The Ideapad celebrated its fourth anniversary on November 1.
On the ‘pad’s second birthday I wrote this, which is still fairly accurate and worth a read by the curious.
I occasionally wonder how long I’ll keep this going, but the site inevitably metamorphoses in style and keeps up with my whims. Here’s to another four years.
Whenever something affects me negatively, no matter what it is, I am going to blame it on music piracy.
Danny Sullivan: Death of the “keyword” metatag.
A few weeks back this space discussed Jesse James Garrett’s aggravation at not knowing who the forces are behind Amazon’s powerhouse site. Ask and ye shall receive: Mark Hurst interviews Amazon VP of site development Maryam Mohit on Good Experience.
Hot news this week is Economist.com’s “subscriber sponsorship” plan, where advertisers pay for users’ access to Economist.com in exchange for a more targeted, and appreciative, viewer audience. Sleuth Holovaty spotted links to the discussions below on E&P, I Want Media, and Poynter.org.
Here are actual articles discussing the plan:
~ Start of a New Trend?

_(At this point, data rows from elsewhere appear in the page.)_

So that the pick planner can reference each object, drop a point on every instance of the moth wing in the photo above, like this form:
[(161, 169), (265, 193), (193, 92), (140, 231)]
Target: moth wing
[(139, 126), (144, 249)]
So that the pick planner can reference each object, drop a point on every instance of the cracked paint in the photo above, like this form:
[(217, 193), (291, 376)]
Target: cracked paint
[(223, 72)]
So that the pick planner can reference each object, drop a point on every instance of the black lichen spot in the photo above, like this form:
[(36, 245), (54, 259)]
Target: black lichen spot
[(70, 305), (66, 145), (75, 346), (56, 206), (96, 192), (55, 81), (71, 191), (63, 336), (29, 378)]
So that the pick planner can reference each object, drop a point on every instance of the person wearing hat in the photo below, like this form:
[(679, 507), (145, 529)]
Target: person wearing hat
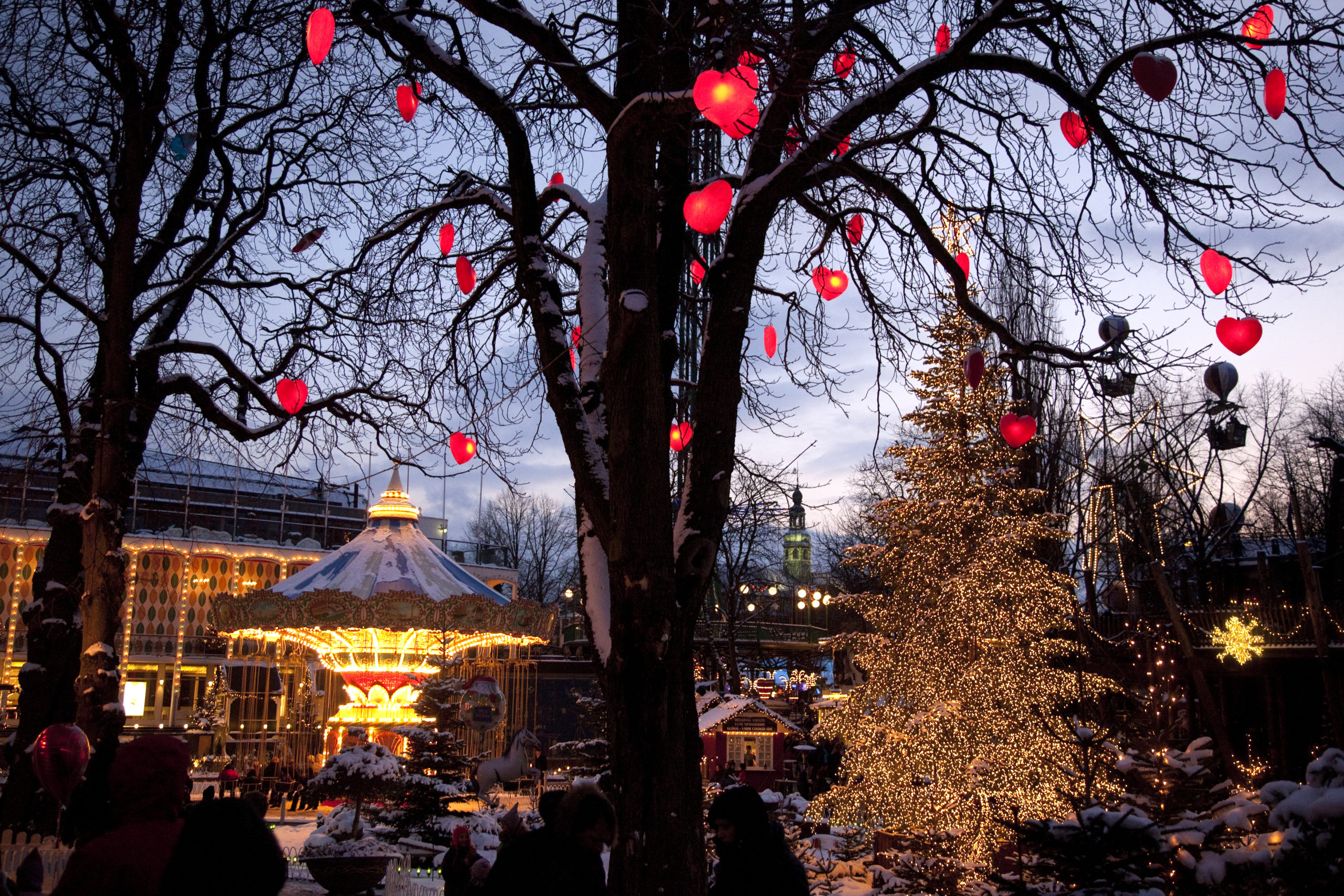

Paidcontent.org
The redesign of Economist.com in Digital Web Magazine, an excerpt from “Usability: The Site Speaks for Itself.”
Lawyers have filed suit against McDonald’s trying to pin child obesity on the fast-food chain. Lawyer Samuel Hirsch calls children eating McDonald’s “a very insipid, toxic kind of thing.”
Here’s an idea: Americans could take responsibility for the children in their homes, and stop trying to blame someone else for their own families’ decrepit eating habits.
Then again, why bother? It’s easier to point fingers at someone else. And those fries taste so good. And it’s only 39 cents to SuperSize that soda….
Update, Nov. 25: The kids are suing McDonald’s, not the families. To which I say: You know fries are fattening, Tubby, and so do your parents and guardians. Give it a rest.
My surname, Wertheimer, is German, and rather literally means “from Wertheim,” a small village in southwestern Germany.
Apparently, Wertheim aspires to be a tourist destination; and with the Internet being what it is, the village has a Web site.